The Dublin government, backed by the European Union, is demanding that the border remain as open as it is today, after the United Kingdom leaves the European Union. The concern is that customs checks would hinder trade between north and south and might even reignite the old, violent struggle over a united Ireland.   

But how do you ensure that people and goods can cross that border smoothly and without interruption while at the same time imposing the controls — and possibly tariffs — that may well become necessary after Britain’s departure from the bloc?

Technology is the British answer. What technology, and how would it work?

“There’s a whole combination of things that are available and are in use around the world,” said Steve Walker of MAV Systems, which manufactures automated border equipment. “On the American borders, on the Norway and Sweden border, the No. 1 solution is [Automatic Number Plate Recognition]. That will record every vehicle as it comes down the road towards the border,” he said.

Other technologies can be deployed alongside ANPR, such as weigh-in-motion devices. A metal plate in the road can measure the weight of the vehicle as it passes by. Radar and lasers can also outline the shape of the vehicle, matching it with those of registered exporters or importers. 

David Trimble, former first minister of Northern Ireland, believes there is an even simpler, less conspicuous and smoother way of monitoring border traffic and — if need be  levying tariffs. 

The solution’s very simple, Trimble told the BBC. “You marry together a satellite navigation device and a mobile phone and put them in the cab of the vehicle.
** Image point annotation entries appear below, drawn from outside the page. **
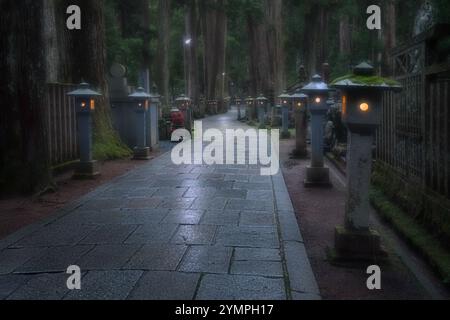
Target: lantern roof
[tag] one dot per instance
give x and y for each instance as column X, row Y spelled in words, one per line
column 262, row 98
column 183, row 98
column 298, row 95
column 140, row 94
column 364, row 76
column 84, row 90
column 284, row 95
column 316, row 86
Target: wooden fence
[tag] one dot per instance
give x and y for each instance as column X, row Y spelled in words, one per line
column 62, row 125
column 414, row 137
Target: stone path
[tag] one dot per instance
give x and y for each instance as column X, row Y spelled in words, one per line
column 167, row 232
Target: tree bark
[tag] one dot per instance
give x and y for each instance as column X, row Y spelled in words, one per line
column 89, row 64
column 389, row 35
column 24, row 158
column 214, row 28
column 193, row 82
column 162, row 65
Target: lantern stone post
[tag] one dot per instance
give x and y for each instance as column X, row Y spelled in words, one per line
column 238, row 105
column 361, row 114
column 285, row 102
column 140, row 100
column 261, row 105
column 87, row 168
column 300, row 102
column 317, row 175
column 184, row 104
column 153, row 123
column 249, row 110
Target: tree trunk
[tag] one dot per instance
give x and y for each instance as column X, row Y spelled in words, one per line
column 315, row 42
column 162, row 73
column 89, row 64
column 192, row 54
column 214, row 27
column 345, row 44
column 24, row 158
column 389, row 35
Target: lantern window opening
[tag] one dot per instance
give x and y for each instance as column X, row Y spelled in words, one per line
column 364, row 107
column 344, row 105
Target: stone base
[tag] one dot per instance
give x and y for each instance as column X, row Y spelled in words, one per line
column 86, row 170
column 141, row 154
column 354, row 246
column 318, row 177
column 299, row 154
column 285, row 135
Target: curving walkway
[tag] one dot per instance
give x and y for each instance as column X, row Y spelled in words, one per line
column 167, row 232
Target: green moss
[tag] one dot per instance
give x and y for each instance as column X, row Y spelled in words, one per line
column 108, row 146
column 367, row 80
column 428, row 209
column 415, row 234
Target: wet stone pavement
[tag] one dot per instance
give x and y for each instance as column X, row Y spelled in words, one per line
column 167, row 232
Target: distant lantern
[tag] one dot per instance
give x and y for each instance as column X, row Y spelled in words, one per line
column 300, row 102
column 285, row 102
column 141, row 100
column 262, row 102
column 185, row 105
column 361, row 114
column 361, row 98
column 85, row 106
column 318, row 92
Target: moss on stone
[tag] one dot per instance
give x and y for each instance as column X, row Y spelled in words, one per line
column 367, row 80
column 418, row 236
column 108, row 146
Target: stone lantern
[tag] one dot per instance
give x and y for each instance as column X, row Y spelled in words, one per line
column 261, row 105
column 87, row 168
column 300, row 104
column 317, row 174
column 361, row 114
column 238, row 102
column 213, row 106
column 249, row 110
column 153, row 122
column 184, row 104
column 141, row 102
column 285, row 103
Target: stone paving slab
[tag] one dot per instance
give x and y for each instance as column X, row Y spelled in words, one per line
column 54, row 259
column 42, row 287
column 108, row 257
column 207, row 259
column 167, row 232
column 157, row 258
column 233, row 287
column 258, row 268
column 166, row 286
column 106, row 285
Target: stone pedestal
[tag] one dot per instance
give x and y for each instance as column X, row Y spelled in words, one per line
column 355, row 240
column 300, row 135
column 86, row 170
column 318, row 177
column 285, row 134
column 357, row 245
column 141, row 153
column 317, row 174
column 261, row 116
The technology is there. It needs to be polished up a little bit, but that’s all you need.”

But not everyone agrees that technology provides such easy answers to the border conundrum.
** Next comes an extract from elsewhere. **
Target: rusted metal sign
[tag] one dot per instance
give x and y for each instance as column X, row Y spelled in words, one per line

Martin Gallen, who lives and works in the Northern Irish border town of Strabane, said he and many of his neighbors resent the thought of being photographed and monitored as they go back and forth across the border.

“There’s was a war here until only 20 years ago,” he said. “There’s a lot of people who don’t want their movements tracked in this country. There’s a lot of people who’d be very cynical about who’s controlling these cameras, who’s watching there. They don’t want the 24-hour surveillance. It’s 1984.”

There are also doubts about the technological solutions on the Irish side of the border.   

Martin McVicar is CEO of one of Ireland’s most successful homegrown businesses. His Combilift company makes innovative forklift trucks and recently opened the country’s largest single manufacturing facility in the border county of Monaghan. He is skeptical that automated border controls could cope with his complicated European supply chain.

“We could be asking our transport company to pick up some axles in Germany, stop then in France and pick up other components, then maybe stop to pick up motors in Scotland before coming here,” McVicar told Marketplace. “When you have transport vehicles that have mixed loads, it’s really hard to imagine how the existing technology is going to work efficiently. There would have to be some manual checks, and that is going to involve delay and extra costs,” he said.  

The European Commission and the Irish government have both dismissed Britain’s proposed technological solutions as impractical.

Opponents of Brexit say the only effective way to avoid physical border checks is for Britain to stay in the European Union’s customs union and the single market. Supporters of Brexit say that’s tantamount to staying in the European Union. 

The Irish border conundrum continues.